Alors que nous célébrons le centième anniversaire de la grève générale de Winnipeg de 1919, nous avons de nombreuses leçons à apprendre de ce moment historique du mouvement syndical canadien. Une grande partie des droits pour lesquels se battaient les travailleuses et travailleurs il y a 100 ans sont les droits pour lesquels nous devons continuer à nous battre aujourd’hui. Avec les gouvernements conservateurs nouvellement élus en Ontario et en Alberta, nous ne pouvons plus considérer nos droits comme acquis. Si nous comprenons les événements de 1919, nous serons en mesure de nous assurer un avenir meilleur.
En 1919, les travailleurs canadiens luttaient pour gagner leur vie, subissaient l’inflation, des licenciements d’après-guerre et des conditions de travail extrêmement dangereuses. Les travailleurs du bâtiment et de la métallurgie de Winnipeg se mirent en grève pour exiger des salaires plus élevés ; le 6 mai, le Conseil de la main-d’œuvre du district de Winnipeg organisa un vote auprès de ses membres, affiliés à plus de 70 syndicats différents, quant à leur soutien sur une grève générale en solidarité avec les grévistes : 11 000 votèrent en faveur de la grève, contre seulement 500 votes en opposition.
La grève générale de Winnipeg débuta le 15 mai 1919, avec le refus des employées des téléphones de se rendre au travail. Elles furent rapidement suivies par 35 000 travailleuses et travailleurs qui quittèrent leurs emplois, paralysant la troisième ville du Canada d’alors, avec ses 190 000 habitants. La grève dura six semaines, au cours desquelles elle rassembla des travailleurs syndiqués avec des travailleurs non syndiqués, et des employés du secteur public unirent leurs forces en solidarité avec les employés du secteur privé.
Le cynisme politique et corporatif intimide les travailleuses et travailleurs
En 1919, les grévistes de Winnipeg remirent en question une économie dominée par un capitalisme sans entrave et un ordre social qui mettait le profit avant l’humain, se battant pour de meilleurs salaires, de meilleures conditions de travail et le droit de négociation collective. La réponse immédiate des employeurs fut de conspirer avec le gouvernement pour briser la grève. Le maire de Winnipeg interdit les défilés et licencia l’ensemble des forces de police de la ville après que les agents eurent refusé de signer un engagement de fidélité.
La grève ébranla le Canada. À la fin du mois de mai 1919, des postiers de l’ouest canadien se mirent en grève par solidarité. Le 14 juin, lorsque le Vancouver Sun tenta de publier un éditorial intitulé “No Revolution in Vancouver” (« Pas de révolution à Vancouver »), les imprimeurs du Sun quittèrent leur travail. La grève prouva que si c’est le peuple qui produit la richesse, le peuple peut également la reprendre. Elle unifia le mouvement ouvrier et jeta les bases d’une réforme massive du travail.
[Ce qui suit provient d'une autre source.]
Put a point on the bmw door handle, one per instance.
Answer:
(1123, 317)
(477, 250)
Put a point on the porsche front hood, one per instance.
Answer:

Face aux forces combinées du gouvernement et des employeurs, les grévistes n’eurent d’autre choix que de reprendre le travail le 25 juin, quatre jours après la manifestation du « samedi sanglant », au cours de laquelle des forces spéciales armées de fusils et de matraques s’abattirent sur la foule. Les grévistes furent déportés et beaucoup perdirent leur emploi ; deux furent tués ; dix dirigeants de la grève furent arrêtés et emprisonnés, parmi lesquels J.S. Woodsworth, le futur fondateur du CCF, précurseur du NPD. Il faudra presque trois décennies aux travailleuses et travailleurs canadiens pour que le mouvement syndical et la négociation collective soient reconnus.
Aujourd’hui : le taux de syndicalisation dans le secteur privé est en baisse, ce qui augmente le risque que les entreprises remplacent leurs employés par des travailleurs non syndiqués. Alors que les bénéfices des entreprises génèrent des milliards, les salaires des travailleurs continuent de stagner. Les PDG gagnent désormais plus en une journée que le salaire annuel moyen des travailleurs. Lorsque les travailleurs sont isolés et non organisés, il est facile pour les entreprises de réduire les effectifs et le salaire pour obtenir des bénéfices maximums.
Dans un contexte économique en mutation, le principal enseignement de la grève est qu’il nous faut surmonter nos peurs et divisions, syndiquer de nouveaux membres et protéger nos droits. Les travailleurs organisés sont beaucoup plus en mesure de négocier de bonnes conditions de travail que ceux qui ne le sont pas. Lorsqu’un membre participe activement à notre Section locale, cela nous rend tous plus forts. C'est pourquoi la Section locale 1944 appelle régulièrement nos membres à s’impliquer et à agir : la solidarité est la clé.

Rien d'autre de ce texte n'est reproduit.